Put a room in the basement and call that the IT room. Run Cat6 from everywhere to that room. Every room, everywhere you might have a phone, TV, computer, etc. All of it gets at least one cat6 run. Many runs get more than one cable- anywhere you might have a computer put 2x cat6, anywhere you might have a TV put one Cat6 and one Cat7 (for HDbaseT (HDMI over CatX)). Run a Cat6 to anywhere you'll want a smart device, including things like window blinds.
Have your builder terminate these in patch panels, ideally in fairly deep wall mount racks, spaced with 24 per 1.75" 'rack unit' and one open unit between each two patch panels.
Thus, if you buy 48 port switches you can easily run PoE ethernet to every port in the house and it'll look really slick like this.

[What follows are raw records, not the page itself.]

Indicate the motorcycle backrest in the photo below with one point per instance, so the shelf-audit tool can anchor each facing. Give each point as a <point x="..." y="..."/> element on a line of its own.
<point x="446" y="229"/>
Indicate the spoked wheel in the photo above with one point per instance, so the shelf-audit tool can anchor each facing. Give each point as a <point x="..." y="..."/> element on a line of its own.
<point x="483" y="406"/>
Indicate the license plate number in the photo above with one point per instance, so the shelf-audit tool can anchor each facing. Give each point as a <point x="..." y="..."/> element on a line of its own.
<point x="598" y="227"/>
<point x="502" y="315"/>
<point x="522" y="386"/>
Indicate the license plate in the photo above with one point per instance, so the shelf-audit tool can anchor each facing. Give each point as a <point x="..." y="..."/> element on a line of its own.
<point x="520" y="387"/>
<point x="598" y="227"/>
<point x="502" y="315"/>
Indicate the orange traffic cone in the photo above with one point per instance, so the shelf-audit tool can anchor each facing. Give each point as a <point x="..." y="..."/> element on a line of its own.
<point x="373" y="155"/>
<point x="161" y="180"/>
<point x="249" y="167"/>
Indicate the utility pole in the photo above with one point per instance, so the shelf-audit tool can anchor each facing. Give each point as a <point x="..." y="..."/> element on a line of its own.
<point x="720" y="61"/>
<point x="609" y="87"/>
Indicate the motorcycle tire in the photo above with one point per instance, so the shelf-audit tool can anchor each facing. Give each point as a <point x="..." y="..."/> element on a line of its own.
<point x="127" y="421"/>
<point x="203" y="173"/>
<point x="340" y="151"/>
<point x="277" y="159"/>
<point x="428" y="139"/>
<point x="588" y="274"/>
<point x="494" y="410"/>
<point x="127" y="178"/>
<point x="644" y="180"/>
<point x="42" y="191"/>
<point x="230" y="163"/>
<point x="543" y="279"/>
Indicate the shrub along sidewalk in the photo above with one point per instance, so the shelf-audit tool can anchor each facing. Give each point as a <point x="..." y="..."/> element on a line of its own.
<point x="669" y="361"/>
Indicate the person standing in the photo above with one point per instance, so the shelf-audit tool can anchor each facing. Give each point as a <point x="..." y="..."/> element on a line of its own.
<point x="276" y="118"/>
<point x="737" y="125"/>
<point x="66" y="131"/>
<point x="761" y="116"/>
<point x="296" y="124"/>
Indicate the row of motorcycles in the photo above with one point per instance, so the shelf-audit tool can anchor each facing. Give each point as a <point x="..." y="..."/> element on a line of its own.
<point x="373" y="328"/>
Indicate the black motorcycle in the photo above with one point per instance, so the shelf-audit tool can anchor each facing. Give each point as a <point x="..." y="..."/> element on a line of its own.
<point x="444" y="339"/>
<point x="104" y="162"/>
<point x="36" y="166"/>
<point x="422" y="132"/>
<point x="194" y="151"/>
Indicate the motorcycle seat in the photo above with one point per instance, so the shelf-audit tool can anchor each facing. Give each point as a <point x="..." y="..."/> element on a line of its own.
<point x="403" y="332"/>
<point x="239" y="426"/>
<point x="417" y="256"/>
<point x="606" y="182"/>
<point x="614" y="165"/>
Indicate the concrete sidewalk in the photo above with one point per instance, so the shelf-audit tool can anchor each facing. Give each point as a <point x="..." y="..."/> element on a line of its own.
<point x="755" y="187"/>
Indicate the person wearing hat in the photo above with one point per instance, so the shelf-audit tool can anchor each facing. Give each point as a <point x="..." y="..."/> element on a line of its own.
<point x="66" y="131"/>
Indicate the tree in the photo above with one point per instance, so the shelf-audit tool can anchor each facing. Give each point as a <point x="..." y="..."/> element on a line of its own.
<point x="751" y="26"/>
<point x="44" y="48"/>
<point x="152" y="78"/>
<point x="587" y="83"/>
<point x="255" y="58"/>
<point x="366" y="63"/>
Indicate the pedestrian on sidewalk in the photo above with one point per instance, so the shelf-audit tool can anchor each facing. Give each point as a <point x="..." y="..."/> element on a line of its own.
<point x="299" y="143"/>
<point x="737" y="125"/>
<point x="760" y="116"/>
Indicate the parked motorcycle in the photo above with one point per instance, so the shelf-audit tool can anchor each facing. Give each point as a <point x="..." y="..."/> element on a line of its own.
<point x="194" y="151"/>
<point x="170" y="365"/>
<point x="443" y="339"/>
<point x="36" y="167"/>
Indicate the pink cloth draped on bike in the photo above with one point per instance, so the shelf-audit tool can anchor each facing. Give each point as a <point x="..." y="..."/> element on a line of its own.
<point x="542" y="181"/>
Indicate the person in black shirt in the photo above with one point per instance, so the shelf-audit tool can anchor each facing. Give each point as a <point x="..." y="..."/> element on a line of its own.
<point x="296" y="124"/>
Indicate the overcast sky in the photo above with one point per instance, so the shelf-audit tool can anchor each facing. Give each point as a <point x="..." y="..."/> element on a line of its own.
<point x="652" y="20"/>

Consider a hardwired alarm to do hardwired alarm things. A Honeywell/Resideo Vista 20 alarm and an Envisalink will get you tons of sensors, and hardwired contact sensors in doors/windows are always better. Find a LOCAL INDEPENDENT alarm company, tell them you want an alarm installed but you are an automation nerd and need the installer codes after installation. Not all will want to work with you in this regard. Find one who will. Or say you'll hire them for the physical install but just want to buy hardware and installation and have no need for monitored alarm service.
That all said- all of this is way more expensive than a couple of $180 Ubiquiti 6 Pro access points and the 3-4 cat6 runs to feed them.
I'd add to this to make sure to include Shielded Cat6 for any of those runs where you might think you'll use HDbaseT or POE.